Can Data Be A Liability For The Business?

Today, almost every organization is trying to leverage data for improving its business performance using artificial intelligence (AI) and machine learning (ML) techniques. Fundamentally, data has the potential to improve the company’s revenue, reduce expenses and mitigate risk. While data can be a valuable business asset by offering tangible business results, it has some serious limitations and can become a huge liability if not managed well. How can an intangible asset like data become a liability for business? There are four common scenarios:

  • Collecting data without a defined business purpose will result in huge data volumes, ultimately resulting in increased data management complexity and cost. In 2018, according to Deloitte, the average IT spending in a company was 3.3% of the top line and trending upwards at an average of 49% every year. One important reason attributed to these increased IT expenses is the processing of huge data volumes. In addition, if the data is captured without a defined purpose, it will remain unused. Forrester found that between 60% and 73% of data in a company is never used strategically, and research by Carnegie Mellon University (via Forbes) has found that 90% of the data in an organization is “dark data.”
  • Data takes up vast amounts of energy to store, secure and process, resulting in an increase in the carbon footprint for the business. This makes it less attractive for investors considering their growing interest in ESG commitments these days. In 2018, data centers consumed roughly 1% of total global electricity. By 2025, according to Swedish researcher Anders Andrae (via The Guardian), the energy consumption of data centers is set to account for 3.2% of the total worldwide carbon emissions and consume 20% of global electricity.
  • Cybercriminals are drawn to organizations that have large volumes of data. Many cyber crimes and data breaches in the last few years are associated with organizations that have large databases. These cybercriminals do not care whether or not the data is dark data and acquire all the data they can get their hands on. Following its 2017 data breach, Equifax spent $1.4 billion on modifying its technology infrastructure.
  • Managing data also entails privacy compliance. As Fortune noted, Facebook lost $35 billion in market value following the Cambridge Analytica data scandal. In addition, the scandal resulted in the permanent closure of Cambridge Analytica. While it was data that was responsible for the success and growth of Cambridge Analytica, it was the same data that resulted in the collapse and ultimate closure of Cambridge Analytica.

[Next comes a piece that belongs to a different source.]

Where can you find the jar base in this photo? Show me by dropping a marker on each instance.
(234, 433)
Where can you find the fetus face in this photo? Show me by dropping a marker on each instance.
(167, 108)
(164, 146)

What can organizations do to transform data into a business asset? What can businesses do to prevent data from becoming a liability? Below are three key recommended strategies for business enterprises to transform a valuable resource like data into a business asset.

  1. Data management should be purpose-driven. Fundamentally, data is used for three main purposes in business: (a) operations to serve its stakeholders, (b) compliance with industry standards, security policies and government laws and regulations, and (c) derive insights for decision-making. If the data captured does not clearly associate itself with one or more of the above three purposes, there is a good chance that the data will eventually become dark data or unused data, consuming valuable business resources and providing little or no value.
  2. Data should be structured. According to an article published by CIO, over 80% of business data is documents, audio, video, images and more. These data elements are unstructured (i.e., they do not have a predefined data model and data type). When data has the right structure, it enables efficient data access and processing. From the insight derivation or analytics perspective, the structure provides the right data type (i.e., nominal, ordinal or numeric). The data type is important because it holds the key in analytics in facilitating the selection of the right statistical technique for insight derivation. In other words, structuring the data enhances its utility. For example, in predictive analytics, if the response data type is numeric in nature, linear regression is the preferred technique. However, if the response data type is nominal or categorical in nature, the recommended predictive analytics technique to be applied will be logistics regression.
  3. Data should be nonsubstitutable. Businesses always look for resources that are cheaper to procure, faster to deploy and reliable to consume. From the analytics point of view, insights can be derived from intuition or data. If the data and analytics literacy in the company is low, intuition precedes data as the main option for deriving insights. While intuition has some advantages, what is needed in today’s VUCA (volatility, uncertainty, complexity and ambiguity) business environment is deriving insights holistically by combining both intuition and data.

Overall, data is a valuable resource and has the potential to become a valuable asset for business enterprises. However, just capturing and storing data does not make data a valuable enterprise asset nor does it make a company data-driven. Data is a business asset only when it is consciously captured and deliberately managed; if not, data can become a huge liability that threatens the very existence of the firm.